The call was about to go through when I realised what I had done. I lowered my phone and hurriedly pressed the red button. I had dialled Lotte’s number, the one under the discreet L in the address book, an L which had made me tremble the few times it had appeared on the display as an incoming call. Our rule had been that I was to ring. I went into the address book, found L and pressed ‘Delete’.
‘Do you really want to delete?’ the phone replied.
I scrutinised the alternatives. The cowardly, faithless ‘no’ and the mendacious ‘yes’.
I pressed ‘yes’. Knowing that her number was printed in my brain in a way that defied deletion. What that meant I neither knew nor wanted to know. But it would fade. Fade and disappear.

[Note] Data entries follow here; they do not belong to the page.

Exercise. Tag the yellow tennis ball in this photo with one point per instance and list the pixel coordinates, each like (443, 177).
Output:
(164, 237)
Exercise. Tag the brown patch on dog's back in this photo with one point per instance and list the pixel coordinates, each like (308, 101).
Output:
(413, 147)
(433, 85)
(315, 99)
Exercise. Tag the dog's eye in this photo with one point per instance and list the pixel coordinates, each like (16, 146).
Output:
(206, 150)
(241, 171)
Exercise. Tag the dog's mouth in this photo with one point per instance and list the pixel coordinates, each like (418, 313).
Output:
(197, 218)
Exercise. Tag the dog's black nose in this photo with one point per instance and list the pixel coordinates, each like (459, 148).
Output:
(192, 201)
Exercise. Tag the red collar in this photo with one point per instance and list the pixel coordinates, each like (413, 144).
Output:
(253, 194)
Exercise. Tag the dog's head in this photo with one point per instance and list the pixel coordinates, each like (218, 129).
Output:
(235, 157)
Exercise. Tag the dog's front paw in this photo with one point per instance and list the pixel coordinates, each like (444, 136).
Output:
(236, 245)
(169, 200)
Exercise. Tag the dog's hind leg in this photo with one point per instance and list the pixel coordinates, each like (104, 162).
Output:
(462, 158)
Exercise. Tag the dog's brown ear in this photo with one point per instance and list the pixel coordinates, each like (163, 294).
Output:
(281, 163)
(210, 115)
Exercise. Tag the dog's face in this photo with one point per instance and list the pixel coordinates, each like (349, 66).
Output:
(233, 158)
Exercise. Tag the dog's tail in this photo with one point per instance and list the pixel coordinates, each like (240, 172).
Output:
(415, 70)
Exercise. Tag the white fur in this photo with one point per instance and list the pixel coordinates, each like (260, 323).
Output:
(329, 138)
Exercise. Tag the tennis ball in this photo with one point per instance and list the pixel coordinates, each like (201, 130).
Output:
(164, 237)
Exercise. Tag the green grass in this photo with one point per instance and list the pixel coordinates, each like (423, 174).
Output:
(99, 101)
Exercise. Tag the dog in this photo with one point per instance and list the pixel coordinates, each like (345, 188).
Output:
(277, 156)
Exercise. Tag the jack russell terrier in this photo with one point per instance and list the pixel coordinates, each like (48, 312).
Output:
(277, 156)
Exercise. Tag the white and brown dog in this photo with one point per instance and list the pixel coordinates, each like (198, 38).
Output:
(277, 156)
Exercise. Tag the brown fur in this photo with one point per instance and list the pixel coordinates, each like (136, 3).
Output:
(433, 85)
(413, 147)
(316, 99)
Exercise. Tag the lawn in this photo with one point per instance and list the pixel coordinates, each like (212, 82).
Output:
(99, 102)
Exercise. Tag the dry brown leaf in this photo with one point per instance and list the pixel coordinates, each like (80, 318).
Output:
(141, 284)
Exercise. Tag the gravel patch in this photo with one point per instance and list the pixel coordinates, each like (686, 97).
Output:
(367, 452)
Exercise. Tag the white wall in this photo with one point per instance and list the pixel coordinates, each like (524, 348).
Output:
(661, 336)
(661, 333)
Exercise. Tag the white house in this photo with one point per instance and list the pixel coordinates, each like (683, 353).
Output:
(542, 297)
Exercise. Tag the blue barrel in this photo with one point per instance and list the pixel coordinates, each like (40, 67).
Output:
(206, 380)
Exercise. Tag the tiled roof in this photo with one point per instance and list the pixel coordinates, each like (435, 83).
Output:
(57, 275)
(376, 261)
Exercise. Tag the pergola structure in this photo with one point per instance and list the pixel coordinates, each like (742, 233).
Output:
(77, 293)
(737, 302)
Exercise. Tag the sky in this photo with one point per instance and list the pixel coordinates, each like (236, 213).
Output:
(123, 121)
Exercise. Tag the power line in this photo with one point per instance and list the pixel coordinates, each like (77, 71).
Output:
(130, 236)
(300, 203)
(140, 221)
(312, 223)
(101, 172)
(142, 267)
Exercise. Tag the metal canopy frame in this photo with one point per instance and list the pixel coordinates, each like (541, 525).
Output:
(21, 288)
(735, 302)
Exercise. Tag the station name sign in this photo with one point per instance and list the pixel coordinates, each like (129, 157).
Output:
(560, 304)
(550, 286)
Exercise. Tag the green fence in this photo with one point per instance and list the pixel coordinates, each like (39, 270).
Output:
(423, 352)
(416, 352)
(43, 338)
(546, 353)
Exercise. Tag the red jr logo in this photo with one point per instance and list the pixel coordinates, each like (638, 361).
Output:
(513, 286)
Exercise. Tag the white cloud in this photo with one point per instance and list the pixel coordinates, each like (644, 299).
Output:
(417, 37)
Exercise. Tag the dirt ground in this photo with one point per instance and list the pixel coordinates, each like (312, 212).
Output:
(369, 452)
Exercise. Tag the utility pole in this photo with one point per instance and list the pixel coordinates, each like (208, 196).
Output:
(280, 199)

It had to.
Diana returned home at five minutes to midnight.
‘What have you been doing today, darling?’ she asked, making for the chair, squatting on the arm and giving me a hug.
‘Not much,’ I said. ‘I interviewed Clas Greve.’
‘How did it go?’
‘He’s perfect, except that he’s a foreigner. Pathfinder said they wanted a Norwegian as head; they’ve even said publicly they set great store by being Norwegian down to the last detail. So it will have to be a persuasion job.’
‘But you’re the world’s greatest at that.’ She kissed me on the forehead. ‘I’ve heard people talking about your record.’
‘Which record?’
‘The man who always has his candidate appointed, I suppose.’